Wednesday, February 03, 2016

Obama Administration:  Water Use Could Be More Efficient

Water from the Colorado River flows into a pond at the Thomas E. Levy Groundwater Replenishment Facility in La Quinta. (Photo Credit: Jay Calderon/The Desert Sun) Click to Enlarge.
The Obama administration has begun an initiative aimed at making the United States more water-efficient, saying the country has the potential to reduce its total water use by a third.

Deputy Interior Secretary Mike Connor said some of the White House’s objectives include encouraging more recycling of wastewater and promoting investment in water treatment and desalination technologies.

“From a technology standpoint, the administration views this as similar to the great strides that it’s made in the renewable energy area, where we set goals of reducing the costs of solar energy,” Connor told The Desert Sun in an interview by phone last week.

“I think in the area of water, given the impacts of climate change, the issues associated with long-term droughts, questions about sustainability, we’re striving to make and promote those types of investments to help us build resiliency in the long term,” Connor said during a visit to Las Vegas, where he attended a conference on water law.
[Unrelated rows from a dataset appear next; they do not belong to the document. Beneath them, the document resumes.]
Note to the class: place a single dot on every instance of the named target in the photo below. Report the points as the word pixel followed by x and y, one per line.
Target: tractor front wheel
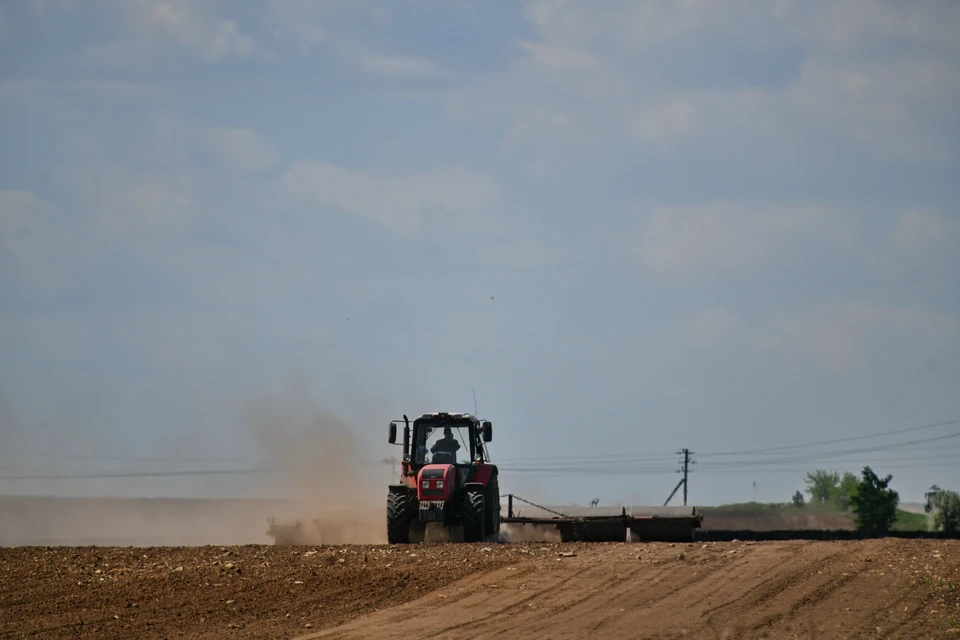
pixel 401 510
pixel 472 517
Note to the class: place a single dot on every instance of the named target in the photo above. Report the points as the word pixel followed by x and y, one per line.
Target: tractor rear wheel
pixel 472 517
pixel 401 511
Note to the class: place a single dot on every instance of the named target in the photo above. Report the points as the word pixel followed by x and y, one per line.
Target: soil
pixel 889 588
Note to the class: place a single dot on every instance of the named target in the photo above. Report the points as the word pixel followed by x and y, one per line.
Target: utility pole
pixel 686 453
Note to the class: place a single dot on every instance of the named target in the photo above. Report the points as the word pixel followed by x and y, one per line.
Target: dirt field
pixel 880 588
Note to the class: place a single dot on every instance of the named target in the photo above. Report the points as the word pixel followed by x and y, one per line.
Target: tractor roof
pixel 441 415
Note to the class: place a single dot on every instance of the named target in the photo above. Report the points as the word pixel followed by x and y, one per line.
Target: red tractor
pixel 445 477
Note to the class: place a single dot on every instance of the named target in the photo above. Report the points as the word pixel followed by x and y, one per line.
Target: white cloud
pixel 920 231
pixel 212 37
pixel 845 335
pixel 882 74
pixel 241 149
pixel 394 200
pixel 688 240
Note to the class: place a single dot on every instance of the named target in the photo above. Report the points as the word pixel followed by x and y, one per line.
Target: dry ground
pixel 879 588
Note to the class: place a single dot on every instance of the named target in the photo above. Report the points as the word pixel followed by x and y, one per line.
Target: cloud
pixel 844 336
pixel 879 74
pixel 153 29
pixel 211 37
pixel 241 149
pixel 396 200
pixel 921 231
pixel 682 241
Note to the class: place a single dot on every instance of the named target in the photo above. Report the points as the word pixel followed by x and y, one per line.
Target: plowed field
pixel 865 589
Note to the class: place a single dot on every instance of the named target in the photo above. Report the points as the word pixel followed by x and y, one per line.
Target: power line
pixel 835 441
pixel 137 474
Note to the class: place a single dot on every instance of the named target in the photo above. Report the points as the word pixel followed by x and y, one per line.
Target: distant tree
pixel 930 496
pixel 843 493
pixel 822 484
pixel 874 505
pixel 946 511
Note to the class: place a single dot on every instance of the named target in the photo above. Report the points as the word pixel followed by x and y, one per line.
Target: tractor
pixel 445 477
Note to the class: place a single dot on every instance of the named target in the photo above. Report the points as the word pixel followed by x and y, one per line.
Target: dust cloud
pixel 318 470
pixel 335 483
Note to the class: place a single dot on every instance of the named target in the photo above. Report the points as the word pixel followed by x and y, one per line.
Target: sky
pixel 629 227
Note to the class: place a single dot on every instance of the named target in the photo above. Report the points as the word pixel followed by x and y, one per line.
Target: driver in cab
pixel 446 444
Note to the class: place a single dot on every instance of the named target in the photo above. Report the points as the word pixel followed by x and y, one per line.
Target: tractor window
pixel 433 447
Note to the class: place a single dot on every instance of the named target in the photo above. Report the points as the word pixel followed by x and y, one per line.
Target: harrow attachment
pixel 613 524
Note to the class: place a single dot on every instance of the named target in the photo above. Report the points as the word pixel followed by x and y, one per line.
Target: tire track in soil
pixel 402 615
pixel 769 591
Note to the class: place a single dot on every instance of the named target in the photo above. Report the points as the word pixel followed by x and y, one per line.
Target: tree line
pixel 872 501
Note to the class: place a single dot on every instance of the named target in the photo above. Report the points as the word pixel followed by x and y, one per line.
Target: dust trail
pixel 336 485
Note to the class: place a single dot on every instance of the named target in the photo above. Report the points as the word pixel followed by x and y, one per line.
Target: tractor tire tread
pixel 473 517
pixel 400 513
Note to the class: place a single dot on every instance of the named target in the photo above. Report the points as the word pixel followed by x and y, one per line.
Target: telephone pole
pixel 686 453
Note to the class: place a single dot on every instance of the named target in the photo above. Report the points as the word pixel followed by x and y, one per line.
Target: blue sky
pixel 631 227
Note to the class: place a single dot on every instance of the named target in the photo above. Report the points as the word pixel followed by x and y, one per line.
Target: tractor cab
pixel 444 438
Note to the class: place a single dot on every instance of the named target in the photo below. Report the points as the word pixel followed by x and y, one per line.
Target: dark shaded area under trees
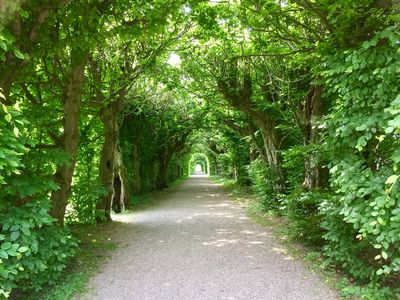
pixel 298 99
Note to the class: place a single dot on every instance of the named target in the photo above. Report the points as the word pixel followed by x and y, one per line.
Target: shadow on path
pixel 195 243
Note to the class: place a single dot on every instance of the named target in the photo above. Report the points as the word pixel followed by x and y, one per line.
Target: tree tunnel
pixel 199 159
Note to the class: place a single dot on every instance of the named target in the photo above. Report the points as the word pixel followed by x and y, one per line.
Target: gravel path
pixel 195 243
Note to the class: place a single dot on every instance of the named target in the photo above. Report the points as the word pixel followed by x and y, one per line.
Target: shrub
pixel 303 211
pixel 264 185
pixel 33 250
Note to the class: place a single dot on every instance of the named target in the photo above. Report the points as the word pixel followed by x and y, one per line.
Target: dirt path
pixel 197 244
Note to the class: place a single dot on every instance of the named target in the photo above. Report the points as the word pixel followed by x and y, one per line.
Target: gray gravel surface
pixel 195 243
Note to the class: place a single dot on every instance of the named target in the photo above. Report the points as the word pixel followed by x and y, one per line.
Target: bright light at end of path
pixel 174 60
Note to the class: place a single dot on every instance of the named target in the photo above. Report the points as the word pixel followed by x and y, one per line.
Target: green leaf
pixel 14 236
pixel 23 249
pixel 16 131
pixel 392 179
pixel 8 118
pixel 3 46
pixel 19 54
pixel 6 246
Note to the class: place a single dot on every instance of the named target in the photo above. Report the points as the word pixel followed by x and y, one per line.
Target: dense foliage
pixel 103 100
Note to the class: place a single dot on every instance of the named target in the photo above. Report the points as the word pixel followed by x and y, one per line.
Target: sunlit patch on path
pixel 195 243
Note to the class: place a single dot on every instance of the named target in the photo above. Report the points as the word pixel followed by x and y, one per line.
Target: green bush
pixel 33 250
pixel 363 220
pixel 264 180
pixel 85 196
pixel 303 211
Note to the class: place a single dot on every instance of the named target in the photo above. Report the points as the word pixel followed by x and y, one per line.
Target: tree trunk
pixel 315 175
pixel 69 141
pixel 108 115
pixel 161 182
pixel 136 179
pixel 121 191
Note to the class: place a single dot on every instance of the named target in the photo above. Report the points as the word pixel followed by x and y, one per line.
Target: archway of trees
pixel 199 159
pixel 102 100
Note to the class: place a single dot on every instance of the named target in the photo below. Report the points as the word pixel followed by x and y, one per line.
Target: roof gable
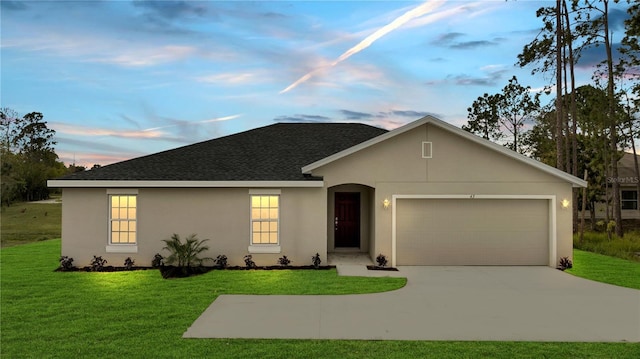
pixel 576 182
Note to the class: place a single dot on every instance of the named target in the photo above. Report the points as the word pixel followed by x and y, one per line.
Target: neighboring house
pixel 426 193
pixel 628 180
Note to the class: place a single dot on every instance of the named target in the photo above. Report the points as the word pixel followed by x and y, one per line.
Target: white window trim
pixel 636 200
pixel 427 149
pixel 266 247
pixel 121 247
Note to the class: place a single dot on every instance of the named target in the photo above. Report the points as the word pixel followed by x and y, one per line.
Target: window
pixel 629 200
pixel 122 219
pixel 264 219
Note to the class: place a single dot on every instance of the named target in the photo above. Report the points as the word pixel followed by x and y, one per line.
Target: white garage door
pixel 472 232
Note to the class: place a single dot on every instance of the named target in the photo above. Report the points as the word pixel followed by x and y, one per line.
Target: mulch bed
pixel 176 272
pixel 392 269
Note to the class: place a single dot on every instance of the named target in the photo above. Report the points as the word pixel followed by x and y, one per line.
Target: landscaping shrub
pixel 565 263
pixel 128 263
pixel 221 261
pixel 284 261
pixel 97 264
pixel 381 260
pixel 315 260
pixel 627 247
pixel 185 254
pixel 66 263
pixel 157 261
pixel 248 261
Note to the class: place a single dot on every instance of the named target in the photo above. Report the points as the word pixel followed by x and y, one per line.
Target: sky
pixel 123 79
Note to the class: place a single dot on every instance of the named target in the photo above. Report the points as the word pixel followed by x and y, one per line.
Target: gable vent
pixel 427 150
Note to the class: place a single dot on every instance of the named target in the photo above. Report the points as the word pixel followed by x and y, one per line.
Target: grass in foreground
pixel 25 222
pixel 48 314
pixel 624 273
pixel 597 242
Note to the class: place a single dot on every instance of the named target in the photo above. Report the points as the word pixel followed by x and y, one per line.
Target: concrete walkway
pixel 439 303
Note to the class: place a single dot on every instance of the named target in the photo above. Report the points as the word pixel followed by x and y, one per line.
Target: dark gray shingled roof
pixel 272 153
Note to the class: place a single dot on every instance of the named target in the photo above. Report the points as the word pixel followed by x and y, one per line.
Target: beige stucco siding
pixel 458 167
pixel 219 214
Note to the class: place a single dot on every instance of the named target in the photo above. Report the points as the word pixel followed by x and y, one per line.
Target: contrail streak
pixel 399 21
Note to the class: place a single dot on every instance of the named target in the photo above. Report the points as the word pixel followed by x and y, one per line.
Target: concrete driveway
pixel 440 303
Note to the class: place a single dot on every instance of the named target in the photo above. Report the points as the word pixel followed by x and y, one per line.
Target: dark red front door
pixel 347 219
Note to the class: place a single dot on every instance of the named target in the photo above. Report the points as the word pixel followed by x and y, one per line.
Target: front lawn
pixel 598 267
pixel 47 314
pixel 627 247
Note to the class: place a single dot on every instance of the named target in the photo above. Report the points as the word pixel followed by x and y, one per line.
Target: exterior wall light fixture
pixel 386 203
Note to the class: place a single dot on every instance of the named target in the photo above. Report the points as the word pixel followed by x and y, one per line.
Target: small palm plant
pixel 185 255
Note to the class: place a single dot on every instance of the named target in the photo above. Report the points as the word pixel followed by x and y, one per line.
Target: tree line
pixel 584 129
pixel 27 157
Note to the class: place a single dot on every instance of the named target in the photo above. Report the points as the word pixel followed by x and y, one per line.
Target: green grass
pixel 28 222
pixel 597 242
pixel 47 314
pixel 601 268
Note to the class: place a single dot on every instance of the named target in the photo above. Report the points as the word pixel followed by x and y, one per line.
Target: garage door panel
pixel 472 232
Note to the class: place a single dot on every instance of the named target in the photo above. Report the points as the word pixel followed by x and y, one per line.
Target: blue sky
pixel 121 79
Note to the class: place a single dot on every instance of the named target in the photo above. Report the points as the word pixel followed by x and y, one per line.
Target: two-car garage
pixel 473 230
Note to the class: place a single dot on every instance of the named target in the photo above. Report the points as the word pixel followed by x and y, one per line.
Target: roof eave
pixel 61 183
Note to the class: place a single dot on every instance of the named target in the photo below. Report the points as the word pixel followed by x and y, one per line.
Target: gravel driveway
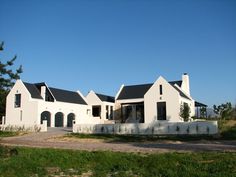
pixel 54 139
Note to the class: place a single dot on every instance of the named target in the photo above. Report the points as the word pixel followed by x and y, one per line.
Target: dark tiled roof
pixel 198 104
pixel 58 94
pixel 179 83
pixel 106 98
pixel 34 92
pixel 138 91
pixel 181 93
pixel 134 91
pixel 67 96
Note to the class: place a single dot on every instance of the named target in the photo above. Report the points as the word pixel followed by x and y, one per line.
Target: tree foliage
pixel 8 76
pixel 185 112
pixel 225 110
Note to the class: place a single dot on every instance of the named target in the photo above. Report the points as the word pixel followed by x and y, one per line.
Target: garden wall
pixel 25 128
pixel 164 128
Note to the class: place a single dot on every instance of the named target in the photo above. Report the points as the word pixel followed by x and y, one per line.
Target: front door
pixel 59 120
pixel 161 111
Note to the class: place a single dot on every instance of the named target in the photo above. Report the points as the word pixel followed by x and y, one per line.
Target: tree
pixel 185 112
pixel 7 79
pixel 225 110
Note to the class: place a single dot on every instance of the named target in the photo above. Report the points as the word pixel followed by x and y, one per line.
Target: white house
pixel 30 104
pixel 158 101
pixel 102 106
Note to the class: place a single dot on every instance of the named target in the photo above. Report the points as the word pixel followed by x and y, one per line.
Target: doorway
pixel 161 111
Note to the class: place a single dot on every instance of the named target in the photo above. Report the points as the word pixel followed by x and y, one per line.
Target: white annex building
pixel 158 101
pixel 30 104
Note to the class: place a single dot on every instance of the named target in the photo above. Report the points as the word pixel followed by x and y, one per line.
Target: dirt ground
pixel 54 139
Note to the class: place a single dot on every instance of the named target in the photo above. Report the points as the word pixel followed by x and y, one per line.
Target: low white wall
pixel 25 128
pixel 167 128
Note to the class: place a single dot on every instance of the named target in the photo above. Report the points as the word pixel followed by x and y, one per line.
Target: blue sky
pixel 100 45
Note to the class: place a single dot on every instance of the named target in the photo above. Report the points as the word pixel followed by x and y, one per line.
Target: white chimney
pixel 43 92
pixel 185 83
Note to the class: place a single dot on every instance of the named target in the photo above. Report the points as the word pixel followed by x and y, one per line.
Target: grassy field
pixel 7 134
pixel 51 162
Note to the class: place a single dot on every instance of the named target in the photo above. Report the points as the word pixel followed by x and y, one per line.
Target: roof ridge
pixel 103 94
pixel 138 85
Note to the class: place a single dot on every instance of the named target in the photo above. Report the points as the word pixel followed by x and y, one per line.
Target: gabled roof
pixel 67 96
pixel 179 83
pixel 134 91
pixel 182 94
pixel 33 90
pixel 138 91
pixel 106 98
pixel 58 94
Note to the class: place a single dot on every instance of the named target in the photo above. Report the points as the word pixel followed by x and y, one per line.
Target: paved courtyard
pixel 54 139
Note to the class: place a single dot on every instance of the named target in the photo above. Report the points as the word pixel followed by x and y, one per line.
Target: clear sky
pixel 99 45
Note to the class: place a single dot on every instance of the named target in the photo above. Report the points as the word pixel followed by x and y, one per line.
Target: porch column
pixel 65 120
pixel 52 119
pixel 134 111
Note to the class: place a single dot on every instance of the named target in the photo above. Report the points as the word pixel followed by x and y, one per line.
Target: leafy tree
pixel 7 79
pixel 185 112
pixel 225 110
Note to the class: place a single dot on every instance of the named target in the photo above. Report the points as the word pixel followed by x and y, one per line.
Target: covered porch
pixel 132 112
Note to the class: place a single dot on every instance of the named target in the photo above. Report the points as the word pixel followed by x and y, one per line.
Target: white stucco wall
pixel 82 113
pixel 169 95
pixel 157 128
pixel 27 113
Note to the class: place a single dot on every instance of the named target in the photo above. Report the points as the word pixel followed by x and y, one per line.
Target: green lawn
pixel 50 162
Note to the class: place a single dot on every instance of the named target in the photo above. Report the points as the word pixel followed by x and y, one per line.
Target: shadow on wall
pixel 127 117
pixel 191 128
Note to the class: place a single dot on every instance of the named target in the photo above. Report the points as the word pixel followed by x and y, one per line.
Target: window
pixel 107 112
pixel 17 100
pixel 160 89
pixel 111 112
pixel 96 111
pixel 161 110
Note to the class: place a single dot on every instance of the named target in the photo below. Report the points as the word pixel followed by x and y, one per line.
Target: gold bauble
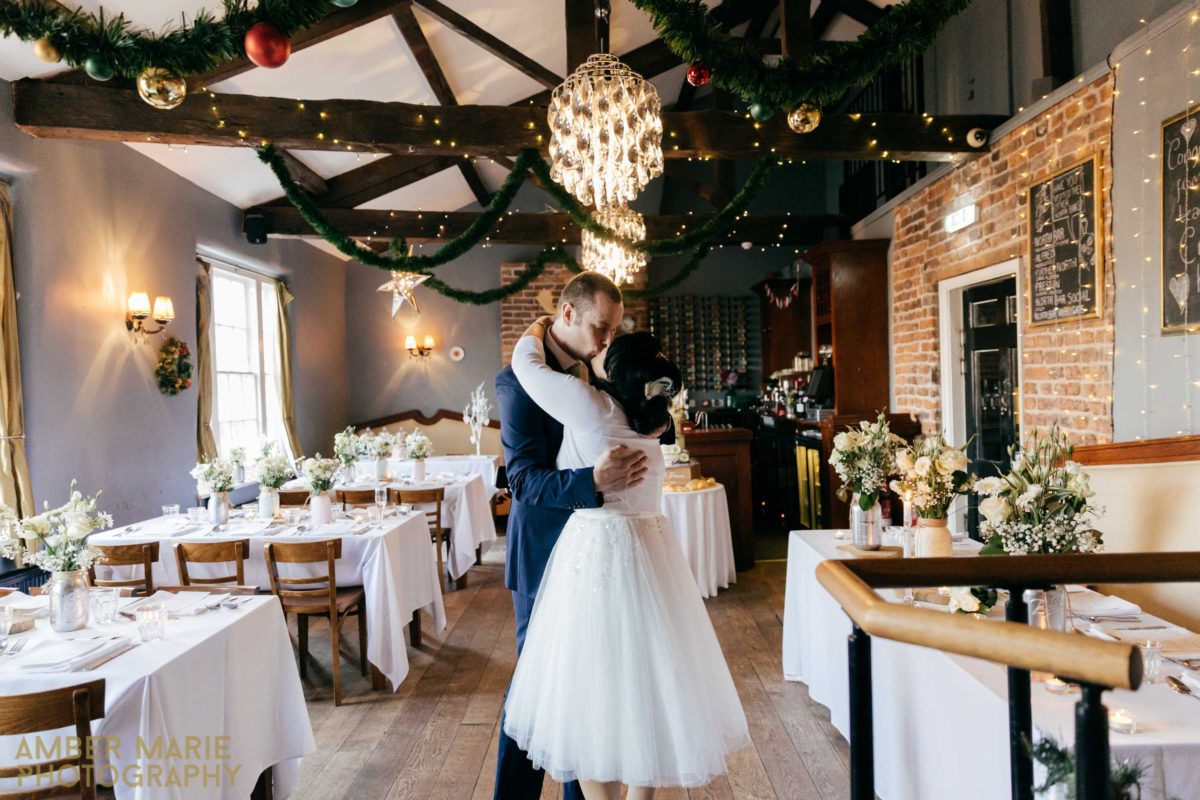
pixel 45 49
pixel 161 89
pixel 804 118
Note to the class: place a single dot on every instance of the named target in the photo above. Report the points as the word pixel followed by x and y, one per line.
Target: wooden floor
pixel 436 738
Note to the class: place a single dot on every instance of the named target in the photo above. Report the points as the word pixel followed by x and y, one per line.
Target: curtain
pixel 287 400
pixel 16 491
pixel 205 443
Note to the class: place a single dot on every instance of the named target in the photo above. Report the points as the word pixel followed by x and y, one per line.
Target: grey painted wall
pixel 95 222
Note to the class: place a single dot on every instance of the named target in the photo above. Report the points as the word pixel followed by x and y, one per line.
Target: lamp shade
pixel 163 310
pixel 139 305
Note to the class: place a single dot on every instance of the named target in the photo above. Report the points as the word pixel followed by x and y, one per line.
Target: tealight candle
pixel 1122 721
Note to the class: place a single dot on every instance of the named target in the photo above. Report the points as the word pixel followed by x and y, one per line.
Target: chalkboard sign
pixel 1066 246
pixel 1181 222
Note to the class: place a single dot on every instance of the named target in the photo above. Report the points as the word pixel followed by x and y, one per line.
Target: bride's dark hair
pixel 636 367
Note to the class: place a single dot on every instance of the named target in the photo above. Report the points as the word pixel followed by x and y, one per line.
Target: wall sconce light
pixel 138 312
pixel 421 352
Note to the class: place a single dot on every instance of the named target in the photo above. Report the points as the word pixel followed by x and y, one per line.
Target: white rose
pixel 995 510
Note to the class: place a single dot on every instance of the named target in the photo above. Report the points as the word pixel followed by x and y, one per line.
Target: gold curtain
pixel 205 443
pixel 287 401
pixel 16 491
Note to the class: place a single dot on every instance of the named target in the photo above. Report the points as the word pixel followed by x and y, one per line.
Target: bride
pixel 622 679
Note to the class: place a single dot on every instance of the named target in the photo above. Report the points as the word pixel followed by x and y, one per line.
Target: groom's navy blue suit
pixel 543 499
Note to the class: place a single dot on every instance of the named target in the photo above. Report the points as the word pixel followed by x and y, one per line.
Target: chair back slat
pixel 143 555
pixel 233 551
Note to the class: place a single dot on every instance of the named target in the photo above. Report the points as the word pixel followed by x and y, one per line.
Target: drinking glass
pixel 151 621
pixel 103 605
pixel 1151 660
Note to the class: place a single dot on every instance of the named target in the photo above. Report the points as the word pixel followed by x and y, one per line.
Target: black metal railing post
pixel 1092 758
pixel 862 727
pixel 1020 710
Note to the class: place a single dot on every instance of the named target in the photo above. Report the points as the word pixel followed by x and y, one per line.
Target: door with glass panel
pixel 990 372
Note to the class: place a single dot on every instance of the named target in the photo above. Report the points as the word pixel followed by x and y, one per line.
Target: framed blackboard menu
pixel 1181 223
pixel 1066 246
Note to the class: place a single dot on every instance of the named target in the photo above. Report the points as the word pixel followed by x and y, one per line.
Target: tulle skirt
pixel 622 677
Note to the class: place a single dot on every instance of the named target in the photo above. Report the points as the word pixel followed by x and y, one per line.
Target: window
pixel 246 361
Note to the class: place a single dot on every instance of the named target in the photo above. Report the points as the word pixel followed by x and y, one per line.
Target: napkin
pixel 69 655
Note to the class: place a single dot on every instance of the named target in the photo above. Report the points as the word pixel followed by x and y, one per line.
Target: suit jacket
pixel 543 495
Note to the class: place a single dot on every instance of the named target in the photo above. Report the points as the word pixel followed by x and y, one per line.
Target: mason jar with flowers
pixel 321 473
pixel 931 474
pixel 1042 506
pixel 274 471
pixel 57 541
pixel 216 479
pixel 864 457
pixel 418 447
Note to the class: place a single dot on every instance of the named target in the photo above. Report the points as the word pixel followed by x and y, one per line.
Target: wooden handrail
pixel 1069 656
pixel 1027 571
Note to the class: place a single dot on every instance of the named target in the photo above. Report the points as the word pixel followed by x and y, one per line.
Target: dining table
pixel 393 560
pixel 197 715
pixel 941 720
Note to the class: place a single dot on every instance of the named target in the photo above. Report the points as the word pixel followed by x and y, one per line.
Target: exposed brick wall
pixel 521 308
pixel 1067 368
The White House announced its new “water innovation strategy” last month and plans a summit on March 22, which is World Water Day, focusing on potential solutions to the country’s water challenges.  The White House said in a fact sheet about the initiative that with improvements in efficiency, better management practices and more widespread adoption of water reuse technology, “we have potential to considerably reduce water usage by 33 percent.”